Landon Dillard, 16, of Macon, Ga., was riding a bicycle at a summer camp in Colorado when he was struck down on July 3.

Two days later, 19-year-old Korey Moore of Swansea, S.C., was riding a personal watercraft when hit. The nearest day lightning claimed Stephanie Dawn Kirpes, 23, of Woodbridge, Va., while she was jogging along the shore in Virginia Beach, Va.

And on July 7, two 16-year-olds were killed by dint of. lightning: Ben Richter steady his family cultivate at Watertown, Wis., and Lucian Ellis of Sampson County, N.C., who was in a marge hut sheltering from a storm.

“In terms of safety, the most important thing during the term of people to know is grant that the heavens looks threatening or they hear thunder, they need to get inside a substantial building - one with wiring and plumbing - or a hard-topped metal excipient immediately,” aforesaid Jensenius.

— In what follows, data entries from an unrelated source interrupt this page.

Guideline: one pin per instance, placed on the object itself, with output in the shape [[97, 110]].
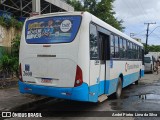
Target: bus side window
[[112, 43], [125, 48], [104, 47], [121, 49], [116, 47], [94, 52]]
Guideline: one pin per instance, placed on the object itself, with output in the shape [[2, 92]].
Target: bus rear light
[[79, 77], [20, 73]]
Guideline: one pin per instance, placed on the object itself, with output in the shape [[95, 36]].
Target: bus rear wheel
[[119, 89]]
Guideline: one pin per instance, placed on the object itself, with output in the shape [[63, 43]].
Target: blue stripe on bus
[[81, 93], [76, 93]]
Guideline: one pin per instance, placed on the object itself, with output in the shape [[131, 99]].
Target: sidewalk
[[11, 97]]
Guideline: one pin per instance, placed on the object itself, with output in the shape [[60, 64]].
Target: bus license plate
[[46, 81]]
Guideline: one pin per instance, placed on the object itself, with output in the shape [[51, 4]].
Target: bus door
[[94, 64], [104, 65]]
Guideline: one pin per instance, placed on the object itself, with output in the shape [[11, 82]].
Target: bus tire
[[119, 88]]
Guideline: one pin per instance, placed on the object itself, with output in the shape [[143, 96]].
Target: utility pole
[[147, 32]]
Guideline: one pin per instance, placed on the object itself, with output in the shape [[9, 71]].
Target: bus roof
[[94, 19]]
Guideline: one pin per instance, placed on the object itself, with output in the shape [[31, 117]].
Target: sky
[[135, 13]]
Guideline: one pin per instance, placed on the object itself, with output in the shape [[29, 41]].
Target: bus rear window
[[50, 30]]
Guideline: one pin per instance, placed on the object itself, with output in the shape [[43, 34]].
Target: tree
[[102, 10]]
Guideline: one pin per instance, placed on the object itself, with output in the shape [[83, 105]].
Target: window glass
[[112, 46], [121, 48], [116, 41], [116, 47], [93, 43], [51, 30]]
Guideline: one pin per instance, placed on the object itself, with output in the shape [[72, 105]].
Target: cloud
[[135, 13]]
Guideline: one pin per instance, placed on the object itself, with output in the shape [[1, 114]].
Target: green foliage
[[11, 23], [9, 62], [153, 48], [102, 10]]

According to the Weather Service, a safe building has a roof, walls and floor, such as a domicile, school, office building or a shopping center. They provide safety because lightning demise usually pass through the wiring or the plumbery into the ground. That the wherewithal stay away from showers, sinks, hot tubs and electronic furniture such as TVs, radios and computers.

Picnic shelters, carports, dugouts, sheds and other partially open or small structures are not safe, the intervention says.

Finding a safe place is often easier said than done, of course, but Jensenius stresses caution, pointing fully that lightning can reach miles from the cloud where it originates. Known as bolts from the hipped, these strikes are not common but they have caused deaths.

For campers and others outdoors to a great distance from a car or security, lightning experts warn people to stay away from high objects like trees. Lightning tends to clash the highest lump of matter around. And by the way, in an open field, that may be you.

The United States rang up 45 lightning deaths last year and there have been 16 so far this year.